'Gentle soul' and community organizer mourned after North Vancouver crash involving alleged drunk driver

·2 min read
Marcelina Perdido Agulay was killed in a crash in North Vancouver on Tuesday night. (Beth Dollaga - image credit)
Marcelina Perdido Agulay was killed in a crash in North Vancouver on Tuesday night. (Beth Dollaga - image credit)

A community organizer and grandmother who was killed in a crash with a suspected drunk driver in North Vancouver earlier this week is being remembered for her fearless advocacy and gentle heart.

Marcelina Perdido Agulay, 65, died in hospital after a head-on crash late Tuesday night that left her husband in critical condition. The driver of the other vehicle had crossed the centre line, and investigators believe alcohol was a factor in the collision.

Agulay lived in Burnaby with her husband, and the couple had one son and two grandchildren, according to family and friends.
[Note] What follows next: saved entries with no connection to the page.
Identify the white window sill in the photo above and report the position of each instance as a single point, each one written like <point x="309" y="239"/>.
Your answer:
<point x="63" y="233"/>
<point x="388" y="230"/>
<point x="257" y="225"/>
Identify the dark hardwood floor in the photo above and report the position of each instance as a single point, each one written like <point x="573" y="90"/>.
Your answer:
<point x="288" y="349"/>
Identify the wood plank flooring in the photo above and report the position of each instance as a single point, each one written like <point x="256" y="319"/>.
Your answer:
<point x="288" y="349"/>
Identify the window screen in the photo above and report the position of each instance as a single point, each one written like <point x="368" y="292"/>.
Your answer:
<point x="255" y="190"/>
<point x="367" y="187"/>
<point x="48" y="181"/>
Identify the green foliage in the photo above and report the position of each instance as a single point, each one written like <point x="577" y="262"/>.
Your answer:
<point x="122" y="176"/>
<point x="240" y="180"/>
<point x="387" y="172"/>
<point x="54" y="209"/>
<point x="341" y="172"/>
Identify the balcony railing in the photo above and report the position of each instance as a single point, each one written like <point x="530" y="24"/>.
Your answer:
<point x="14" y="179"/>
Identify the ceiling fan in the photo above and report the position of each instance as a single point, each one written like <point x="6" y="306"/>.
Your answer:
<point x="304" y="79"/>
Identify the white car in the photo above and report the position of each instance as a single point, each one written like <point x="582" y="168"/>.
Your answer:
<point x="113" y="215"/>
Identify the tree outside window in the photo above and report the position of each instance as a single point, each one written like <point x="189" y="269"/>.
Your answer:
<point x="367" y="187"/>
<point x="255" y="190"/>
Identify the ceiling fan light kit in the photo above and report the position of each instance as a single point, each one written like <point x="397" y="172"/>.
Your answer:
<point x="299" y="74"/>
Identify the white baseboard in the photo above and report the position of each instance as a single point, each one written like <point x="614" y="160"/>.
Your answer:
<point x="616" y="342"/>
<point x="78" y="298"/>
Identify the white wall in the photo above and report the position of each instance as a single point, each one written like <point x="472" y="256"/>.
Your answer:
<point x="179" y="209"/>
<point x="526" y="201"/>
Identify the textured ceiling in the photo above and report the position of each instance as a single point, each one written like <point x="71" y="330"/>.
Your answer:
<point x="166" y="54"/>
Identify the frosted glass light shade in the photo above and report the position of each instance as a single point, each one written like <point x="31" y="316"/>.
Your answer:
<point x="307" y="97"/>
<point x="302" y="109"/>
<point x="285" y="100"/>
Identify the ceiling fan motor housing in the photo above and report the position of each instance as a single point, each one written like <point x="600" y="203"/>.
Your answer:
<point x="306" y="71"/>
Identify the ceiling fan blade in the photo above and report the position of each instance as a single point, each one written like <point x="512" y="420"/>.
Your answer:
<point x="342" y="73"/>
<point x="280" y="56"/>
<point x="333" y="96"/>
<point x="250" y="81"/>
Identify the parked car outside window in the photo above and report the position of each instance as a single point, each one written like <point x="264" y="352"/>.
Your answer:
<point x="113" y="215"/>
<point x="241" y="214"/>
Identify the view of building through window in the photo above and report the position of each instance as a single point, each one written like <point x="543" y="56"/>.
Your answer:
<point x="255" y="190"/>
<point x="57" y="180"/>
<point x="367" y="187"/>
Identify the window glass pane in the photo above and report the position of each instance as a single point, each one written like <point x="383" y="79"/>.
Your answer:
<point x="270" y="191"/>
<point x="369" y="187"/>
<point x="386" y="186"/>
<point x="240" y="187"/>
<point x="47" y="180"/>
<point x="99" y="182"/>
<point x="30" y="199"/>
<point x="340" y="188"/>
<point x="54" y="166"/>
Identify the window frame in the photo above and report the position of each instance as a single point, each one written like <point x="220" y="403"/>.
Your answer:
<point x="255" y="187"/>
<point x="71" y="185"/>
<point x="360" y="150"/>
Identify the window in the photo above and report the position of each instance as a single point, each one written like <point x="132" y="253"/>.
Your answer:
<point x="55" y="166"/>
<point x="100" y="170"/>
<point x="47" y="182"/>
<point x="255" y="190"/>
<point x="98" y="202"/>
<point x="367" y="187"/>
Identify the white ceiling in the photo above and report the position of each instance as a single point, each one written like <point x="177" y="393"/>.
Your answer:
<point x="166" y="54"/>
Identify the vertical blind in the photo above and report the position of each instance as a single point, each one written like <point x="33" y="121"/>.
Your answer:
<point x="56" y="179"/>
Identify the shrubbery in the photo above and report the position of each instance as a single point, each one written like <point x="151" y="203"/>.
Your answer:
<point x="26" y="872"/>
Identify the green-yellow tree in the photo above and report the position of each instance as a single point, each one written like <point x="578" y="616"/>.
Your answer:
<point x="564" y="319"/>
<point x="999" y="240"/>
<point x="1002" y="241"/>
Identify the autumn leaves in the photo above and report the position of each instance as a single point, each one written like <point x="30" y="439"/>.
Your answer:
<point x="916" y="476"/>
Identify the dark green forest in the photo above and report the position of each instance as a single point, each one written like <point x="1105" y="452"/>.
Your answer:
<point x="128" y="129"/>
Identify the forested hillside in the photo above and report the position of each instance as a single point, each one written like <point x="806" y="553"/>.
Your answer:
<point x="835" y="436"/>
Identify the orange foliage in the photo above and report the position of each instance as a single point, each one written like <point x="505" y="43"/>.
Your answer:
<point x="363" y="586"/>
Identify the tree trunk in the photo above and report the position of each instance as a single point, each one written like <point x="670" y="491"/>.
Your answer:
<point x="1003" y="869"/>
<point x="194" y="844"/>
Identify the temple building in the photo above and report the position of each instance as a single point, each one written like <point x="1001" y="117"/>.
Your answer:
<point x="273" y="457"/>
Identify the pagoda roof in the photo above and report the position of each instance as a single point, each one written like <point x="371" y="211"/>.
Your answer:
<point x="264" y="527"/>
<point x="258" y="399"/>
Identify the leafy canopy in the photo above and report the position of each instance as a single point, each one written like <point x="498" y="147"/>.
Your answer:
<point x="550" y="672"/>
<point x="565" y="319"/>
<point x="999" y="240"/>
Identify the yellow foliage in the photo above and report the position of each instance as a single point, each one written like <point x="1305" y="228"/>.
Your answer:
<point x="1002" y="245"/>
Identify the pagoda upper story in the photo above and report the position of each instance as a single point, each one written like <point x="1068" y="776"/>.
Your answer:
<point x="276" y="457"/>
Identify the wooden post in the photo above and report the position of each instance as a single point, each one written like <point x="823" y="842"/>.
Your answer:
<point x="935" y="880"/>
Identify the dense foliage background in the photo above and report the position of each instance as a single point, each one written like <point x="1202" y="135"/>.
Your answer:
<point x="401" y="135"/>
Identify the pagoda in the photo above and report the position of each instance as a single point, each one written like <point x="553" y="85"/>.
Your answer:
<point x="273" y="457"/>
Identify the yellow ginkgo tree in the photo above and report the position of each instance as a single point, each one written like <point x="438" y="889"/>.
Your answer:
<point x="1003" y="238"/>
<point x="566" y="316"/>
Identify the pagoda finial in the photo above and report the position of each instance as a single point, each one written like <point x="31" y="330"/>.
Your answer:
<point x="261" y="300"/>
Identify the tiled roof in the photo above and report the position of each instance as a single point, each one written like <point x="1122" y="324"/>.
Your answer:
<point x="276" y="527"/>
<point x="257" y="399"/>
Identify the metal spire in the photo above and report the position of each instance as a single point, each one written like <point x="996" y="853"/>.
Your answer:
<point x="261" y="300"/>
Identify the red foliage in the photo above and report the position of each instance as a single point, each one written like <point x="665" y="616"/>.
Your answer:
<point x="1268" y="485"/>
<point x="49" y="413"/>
She was active in her union and politics, and volunteered with Migrante B.C., which advocates for the rights of Filipino migrants.

"She was a really quiet, gentle soul," Leila Lolua, president of the NDP Burnaby South riding association, told CBC News.

"She would never be loud, she'd never be forceful, but she was a force — always with a smile. What made her special to me was she didn't just talk, she actually did the work."

Agulay's longtime friend Beth Dollaga, a founding member of Migrante B.C., said she met Agulay in church in 1996 on her very first Sunday in Canada. They became "sisters in faith" and then close friends.

Agulay had earned a university degree in agriculture back home in the Philippines, but left in search of employment as a domestic worker, first in Hong Kong and then eventually in Canada.

After settling in B.C., she went back to school to become an early childhood educator, and volunteered with Migrante B.C.'s temporary foreign worker outreach program.

"She's able to immediately connect with these workers," Dollaga remembered. "She has a gentle spirit of listening."

Dollaga said Agulay and her husband, Manong Leo, loved cooking and sharing signature Ilocano dishes from the northern Philippines with their friends and family.

Though Agulay was retired, she continued door-knocking for political campaigns and worked at the Burnaby Citizens Association.

Premier John Horgan described her as "a tireless advocate for working people" in a tweet on Wednesday night.

"She made our communities and our world better. She will be forever missed and forever loved," NDP MLA Mable Elmore said.

Agulay's family says her love extended far beyond them to her community and its newest arrivals — a legacy they intend to uphold in her honour.